The weekly email is the door. The lifecycle tagging is the jigsaw, the surface, and the technique. Once it's there, it runs underneath everything next.


How to tell when to build the foundation

The tricky part is being honest about the difference between building the foundation and over-building.

Over-building is real. Building a 12-month roadmap for a 1-week problem is something founders do all the time. The trap is dressed up as foresight. I've fallen into it.

The way I've started telling the difference is one question: would this foundation make my next ten weeks easier?

Lifecycle tagging passed that test. I have welcome emails to write, trial conversion sequences to test, winback sequences to run, and probably three more cohort-specific things I haven't thought of yet. All of them need the same foundation. Building it once and reusing it for the next ten weeks is good math.

If the answer is no, this only helps with this one task, you're over-building. If the answer is yes, the next ten things I want to do all need this, you're laying the kind of foundation my mother laid when she pulled the jigsaw out of the closet.

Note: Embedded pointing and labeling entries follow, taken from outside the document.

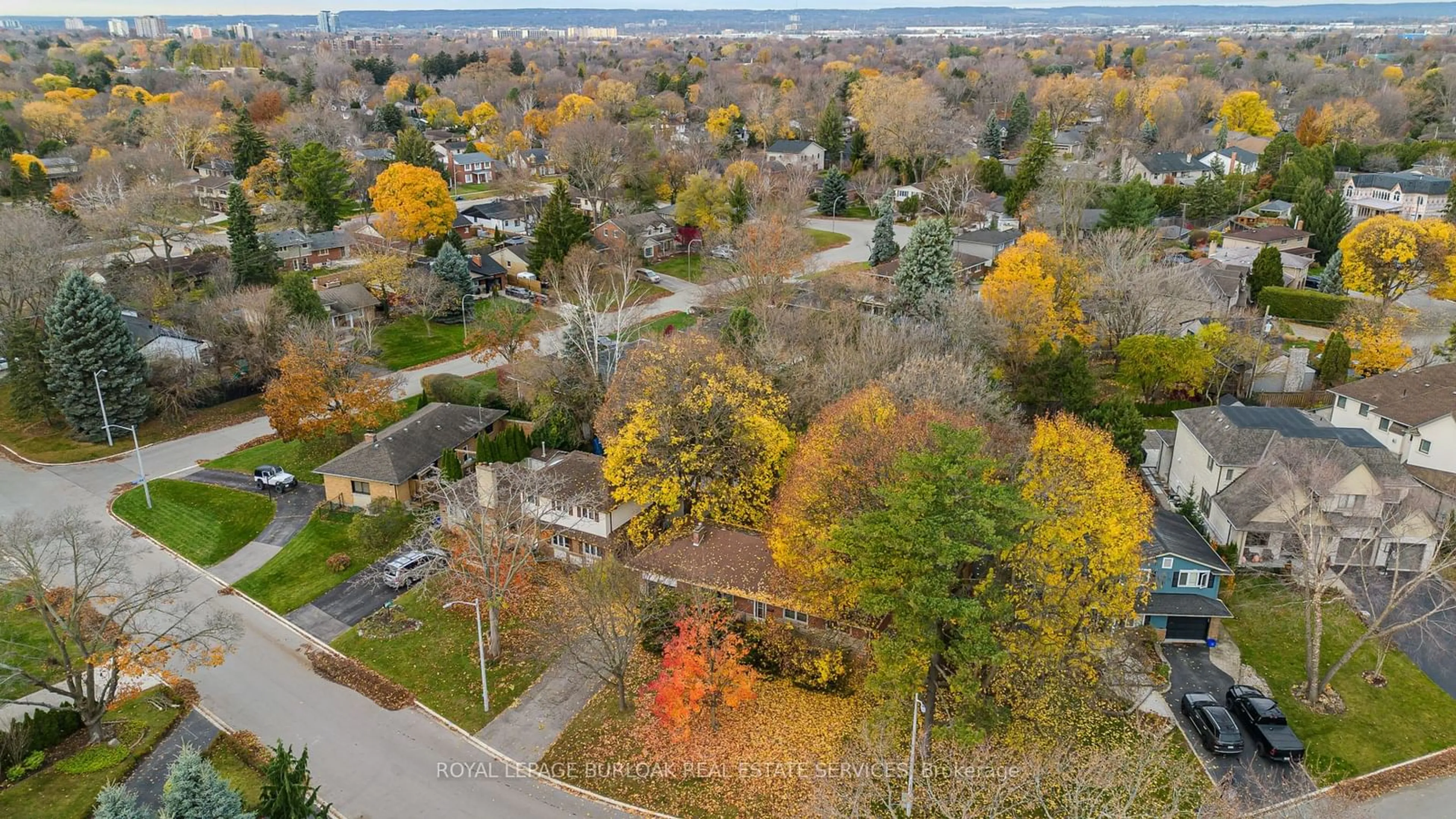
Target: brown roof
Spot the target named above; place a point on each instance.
(1411, 399)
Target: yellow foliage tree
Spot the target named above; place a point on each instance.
(689, 428)
(413, 202)
(1247, 111)
(1388, 256)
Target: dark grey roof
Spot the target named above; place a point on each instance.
(407, 448)
(1173, 604)
(1409, 181)
(1173, 535)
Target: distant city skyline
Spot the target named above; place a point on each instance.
(97, 12)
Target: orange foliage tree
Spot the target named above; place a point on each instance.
(321, 390)
(702, 668)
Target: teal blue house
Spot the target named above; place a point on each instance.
(1184, 573)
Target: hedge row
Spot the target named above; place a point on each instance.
(1304, 305)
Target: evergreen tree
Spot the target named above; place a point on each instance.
(925, 264)
(194, 791)
(249, 146)
(1120, 417)
(1326, 216)
(1267, 271)
(453, 269)
(296, 293)
(253, 260)
(1331, 280)
(1130, 206)
(1018, 123)
(1034, 161)
(992, 138)
(560, 229)
(85, 336)
(833, 197)
(286, 786)
(117, 802)
(883, 245)
(830, 132)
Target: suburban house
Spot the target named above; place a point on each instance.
(797, 154)
(653, 232)
(985, 244)
(1410, 414)
(1372, 513)
(1183, 573)
(392, 461)
(1164, 168)
(583, 519)
(156, 342)
(1232, 161)
(1409, 195)
(302, 251)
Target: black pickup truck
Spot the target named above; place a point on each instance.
(1273, 738)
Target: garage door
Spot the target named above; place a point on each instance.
(1187, 627)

What this looks like in your show

The same logic applies to podcasting.

I've recorded over 700 episodes of Hacks & Hobbies. Every one of them, every single one, followed the same shape underneath. Outreach, scheduling, pre-call notes, recording, edit, publish, asset delivery, follow-up. By the time I had done it 100 times, the dance was muscle memory. By 300 it was automatic. By 700 I had built the system in my head over and over again, but I hadn't built it in software.

So every guest still cost me the same amount of energy. The 700th guest was almost as expensive as the first.

That's the trap most podcasters never see. You don't build a guest CRM because you want to remember one guest's email. You build it because the next thirty guests are going to ask the same questions, want the same intake form, need the same follow-up cadence, and benefit from the same relationship records.

The first guest is the door. The system that holds the next thirty is the workshop you set up to handle every door.

Most podcasters never set up the workshop. They send the email manually to the first guest. And the second. And the fifteenth. By the fiftieth, they're exhausted and they don't know why.

The reason is that they kept solving the same problem from scratch. The work that should have run underneath every guest was never built. That's the whole reason PodGlue exists, I lived inside that gap for 700 episodes before I built the workshop.


PodGlue is in beta with 50 hosts. Every Thursday they get an email from me inviting them to the call. It comes through Kit. It's tagged automatically by their lifecycle stage. The whole thing took two days to build and will send for the next two years without me touching it again.

That's the math that justified building the foundation. That's the math my mother taught me, before I had any idea I was being taught.

Junaid Ahmed is the host of Hacks & Hobbies and the founder of PodGlue.